Владимир Гиляровский: СПИРЬКА

Это был двадцатилетний малый, высокого роста, без малейшего признака усов и бороды на скуластом, широком лице. Серые маленькие глаза его бегали из стороны в сторону, как у "вора на ярмарке".

В них и во всем лице было что-то напоминающее блудливого кота. Одевался Спирька во что бог пошлет. В первый раз — это было летом — я встретил его бегущего по Тверской с какими-то покупками в руке и папироской в зубах, которой он затягивался немилосердно. На нем была рваная, вылинявшая зеленая ситцевая рубаха и короткие, порыжелые, плисовые, необыкновенной ширины шаровары, достигавшие до колен; далее следовали голые ноги, а на них шлепавшие огромные резиновые калоши, связанные веревочкой. Шапки на голове у Спирьки не было. У меблированных комнат, где служил Спирька самоварщиком, его остановил швейцар:

— Спирька! Как тебе не стыдно так ходить? Ведь гостиницу срамишь!
— Что это? Чем-с?! Украл, что ли, я что?—отвечал тот, затягиваясь дымом.
— Кто говорит, украл! А ходишь-то в чем... Стыдно!
— Чего стыдно! Всяк знает, что я при месте нахожусь! Вот коли бы без места ходил этак, стыдно бы было, вот что! — И еще раз пыхнув папироской, Спирька в два прыжка очутился на верху лестницы.

Я жил в тех же нумерах.
— Что это, у нас служит? — спросил я швейцара.
— У нас, Владимир Алексеич, самоварщиком; самый что ни на есть забулдыжный человек и пьяница распре-горчайший, пропащий!
— Зачем же держать такого?
— Сами изволите знать, хозяин-то какой аспид у нас — все на выгоды норовит, а Спирька-то ему в аккурат под кадрель пришелся — задарма живет. Ну и оба рады. Хозяин — что Спирька денег не берет, а Спирька — что он при месте! А то куда его такого возьмут, оголтелого. И честный хоть он и работящий, да насчет пьянства — слаб, одежонки нет, ну и мается.

Я жил в одном номере с товарищем Григорьевым. Придя домой, я рассказал ему о Спирьке.
— Да, я его видал. Любопытный человек, он меня заинтересовал давно; способный, честный, но пьяница.

Этим разговор о Спирьке и кончился. Потом я его несколько раз встречал в коридоре и на улице.

Как-то пришлось мне уехать на несколько дней из Москвы. Когда я возвратился, мой товарищ сказал мне:
— А у нас, Володя, семейства прибавилось.
— Что такое?
— Спирьку я к себе в лакеи взял.
— Ну?! — удивился я.
— Да, верно; третьего дня его хозяин прогнал, идти человеку некуда, ну я его и взял. Славный малый, исполнительный, честный.

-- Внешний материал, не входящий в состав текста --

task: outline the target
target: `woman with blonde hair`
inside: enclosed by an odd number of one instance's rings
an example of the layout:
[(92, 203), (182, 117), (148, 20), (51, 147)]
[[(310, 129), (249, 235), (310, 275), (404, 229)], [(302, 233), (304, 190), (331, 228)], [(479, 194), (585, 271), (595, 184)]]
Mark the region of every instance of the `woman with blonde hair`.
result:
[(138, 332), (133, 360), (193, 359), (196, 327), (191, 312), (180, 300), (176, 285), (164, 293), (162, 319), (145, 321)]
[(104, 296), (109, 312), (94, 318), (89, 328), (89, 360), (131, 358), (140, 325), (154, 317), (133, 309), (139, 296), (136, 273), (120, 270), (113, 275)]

В это время дверь отворилась, и с покупками в руках явился Спирька. Положив покупки и сдачу с десятирублевой ассигнации, он поздоровался со мной.
— Здравствуйте, барин,— рикамендуюсь вам, что мы теперь у вас в услужении будем.
— Рад за тебя, служи.
— Нет, вы, барин, на меня поглядите-сь, каким я теперь — хоть сейчас под венец,— обратился ко мне Спирька, охорашиваясь и поправляя полы спереди узкого, короткого сюртука.
— Барин подарил-с, — сказал он. Действительно, Спирьку нельзя было узнать. На нем была поношенная, но чистенькая триковая пара и порядочные, вычищенные до блеска сапоги. Он был умыт, причесан, и лицо его сияло.
— Эх, то есть вот как теперь меня облагодетельствовали, что всю жизнь свою не забуду, по гроб слугой буду, то есть хоть в воду головой за вас... Ведь я сроду таким господином не был. Вот родители-то полюбовались бы...
— Ну и покажись им,— сказал я.
— Это родителям-то-с? Да у меня их никогда и не бывало; я ведь из шпитонцев взят прямо.
— Как не бывало?
— Мы шпитонцы; из ошпитательного дома... бог его знает, кто у меня родитель — може, граф, може, князь, а може, и наш брат Исакий!
— Ну, последнее вернее,— сказал мой товарищ, глядя на лицо Спирьки.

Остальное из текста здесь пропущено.